Chromosome 5q deletion is extremely rare in patients with myelofibrosis

Koichi Takahashi 1,4, Jorge Cortes 2, Sherry Pierce 2, Lynne Abruzzo 3, Hagop Kantarjian 2, Srdan Verstovsek 2
PMCID: PMC4408989  NIHMSID: NIHMS679760  PMID: 23391517

Abstract

Chromosome 5q deletion can be found in rare cases of myelofibrosis (MF) but the incidence, clinical significance and response to therapies are not well studied. We retrospectively reviewed charts of 939 patients with MF and identified 8 patients [0.8%] who carried 5q deletion. Of the 8, seven had complex cytogenetic abnormalities and one had additional clone with different cytogenetic abnormality. All 8 had significant three-lineage pancytopenia. Three patients took lenalidomide and one (patient with 5q-clone) achieved long-lasting hematologic response. Two patients responded to JAK2 inhibitor therapy. MF patients with 5q deletion often have complex karyotype and poor outcome.

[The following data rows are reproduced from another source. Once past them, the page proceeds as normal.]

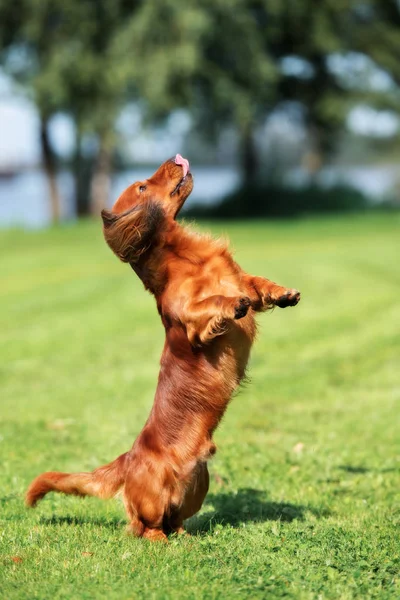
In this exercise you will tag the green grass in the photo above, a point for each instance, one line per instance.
(304, 499)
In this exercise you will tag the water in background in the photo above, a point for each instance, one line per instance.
(24, 199)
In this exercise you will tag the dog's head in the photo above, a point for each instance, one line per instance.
(144, 209)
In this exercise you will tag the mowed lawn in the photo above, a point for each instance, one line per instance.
(304, 499)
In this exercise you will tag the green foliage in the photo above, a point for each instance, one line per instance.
(279, 201)
(304, 499)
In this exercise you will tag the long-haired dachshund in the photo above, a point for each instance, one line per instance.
(207, 305)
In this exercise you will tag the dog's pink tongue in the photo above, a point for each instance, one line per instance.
(183, 162)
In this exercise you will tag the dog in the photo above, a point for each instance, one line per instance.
(207, 305)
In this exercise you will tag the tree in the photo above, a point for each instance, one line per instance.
(63, 52)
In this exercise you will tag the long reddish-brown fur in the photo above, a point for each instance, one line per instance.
(207, 305)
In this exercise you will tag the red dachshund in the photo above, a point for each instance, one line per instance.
(207, 305)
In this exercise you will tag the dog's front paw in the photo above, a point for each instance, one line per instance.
(241, 307)
(289, 298)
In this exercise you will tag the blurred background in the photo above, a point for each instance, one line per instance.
(296, 103)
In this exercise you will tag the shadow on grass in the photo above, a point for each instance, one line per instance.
(247, 505)
(111, 523)
(229, 508)
(363, 470)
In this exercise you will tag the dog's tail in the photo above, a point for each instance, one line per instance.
(104, 482)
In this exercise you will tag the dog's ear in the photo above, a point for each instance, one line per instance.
(132, 232)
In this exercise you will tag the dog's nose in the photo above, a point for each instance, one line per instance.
(183, 162)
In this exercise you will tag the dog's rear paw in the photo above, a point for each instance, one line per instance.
(242, 307)
(290, 298)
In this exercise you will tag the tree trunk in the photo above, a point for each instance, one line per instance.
(248, 151)
(101, 182)
(81, 171)
(50, 170)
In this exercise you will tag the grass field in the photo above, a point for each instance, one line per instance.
(304, 499)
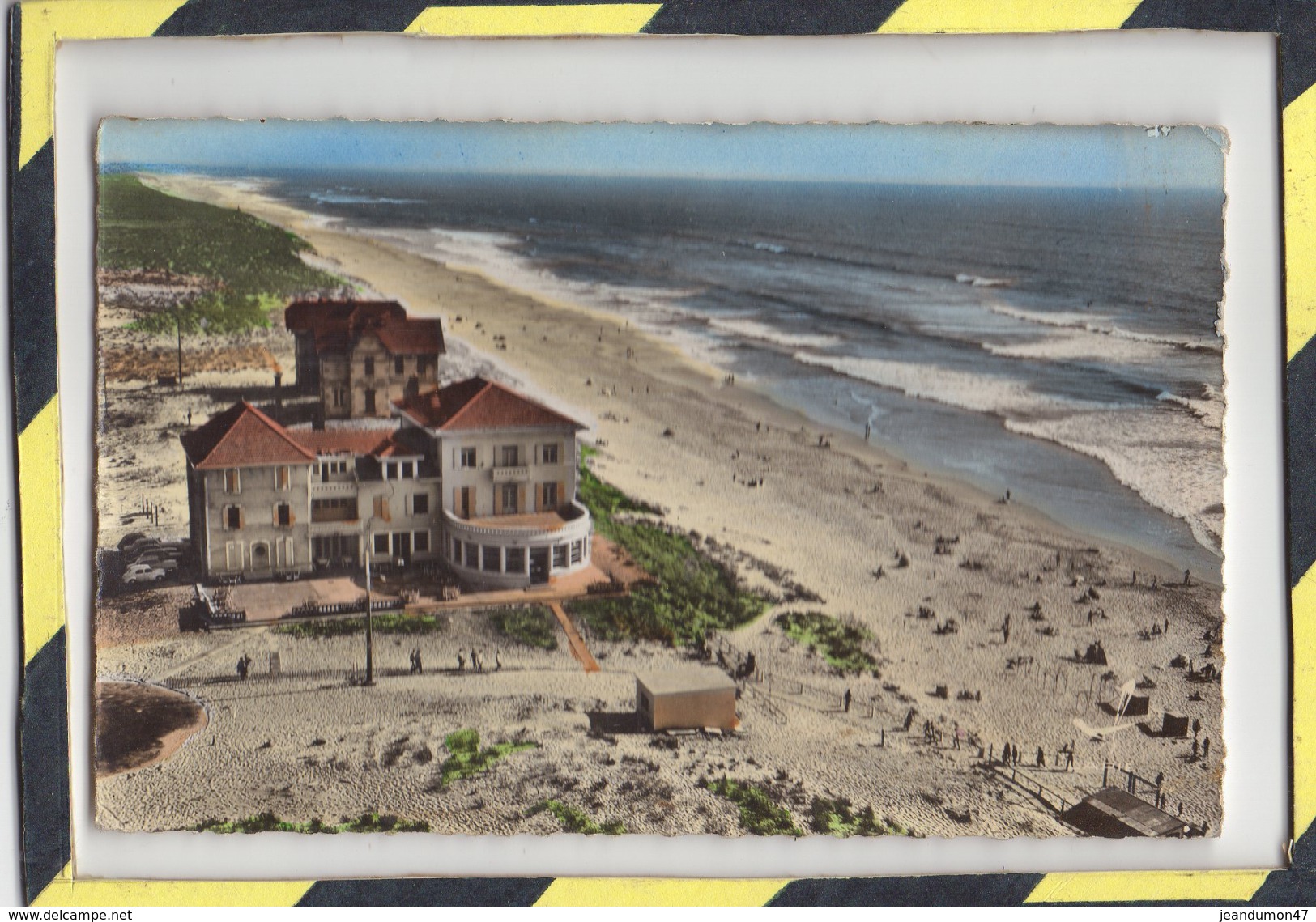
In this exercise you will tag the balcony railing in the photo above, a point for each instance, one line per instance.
(503, 475)
(575, 524)
(320, 488)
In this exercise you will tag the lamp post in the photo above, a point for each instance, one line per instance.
(370, 612)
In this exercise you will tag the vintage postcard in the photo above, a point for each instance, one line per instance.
(659, 479)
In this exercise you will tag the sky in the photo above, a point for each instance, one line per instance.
(956, 154)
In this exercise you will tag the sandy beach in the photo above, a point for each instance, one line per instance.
(873, 538)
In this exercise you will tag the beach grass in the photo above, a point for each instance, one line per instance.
(269, 822)
(691, 593)
(837, 817)
(838, 642)
(253, 265)
(467, 759)
(385, 622)
(577, 821)
(532, 625)
(758, 813)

Keywords: myelofibrosis, 5q deletion, lenalidomide

INTRODUCTION

Myelofibrosis (MF) is myeloproliferative neoplasm (MPN) characterized by cytopenia, extramedullary hematopoiesis with enlarged spleen and/or liver, megakaryocytic hyperplasia, reactive bone marrow fibrosis and various systemic symptoms. MF can present in a form of either primary myelofibrosis (PMF) or secondary MF developed after polycythemia vera (PV) or essential thrombocytosis (ET) (post-PV MF and post-ET MF, respectively). Natural history of MF is heterogeneous and significant inter-patient variability is observed in their survival. In order to better predict the disease course, several prognostic models have been developed for PMF such as International Prognostic Scoring System (IPSS) or dynamic IPSS (DIPSS).[1, 2] Cytogenetic abnormalities have also been recognized to be important factor to predict prognosis and refined version of DIPSS incorporates cytogenetic abnormalities, among other clinical factors (called DIPSS-plus).[35]

Chromosome 5q deletion is known to be associated with various myeloid malignancies. Its clinical significance is best studied in myelodysplastic syndromes (MDS) where impressive response has been observed to lenalidomide therapy.[6] Pathophysiologic mechanism of MDS with 5q deletion has been studied and several responsible genes that are located within the commonly deleted region (CDR) of 5q31 and 5q32 have been identified, such as RPS14, SPARC, CTNNA1, and EGR-1.[711] Upregulation of SPARC was observed in lenalidomide treated erythroblasts and its role in the response to lenalidomide therapy is being speculated.[12]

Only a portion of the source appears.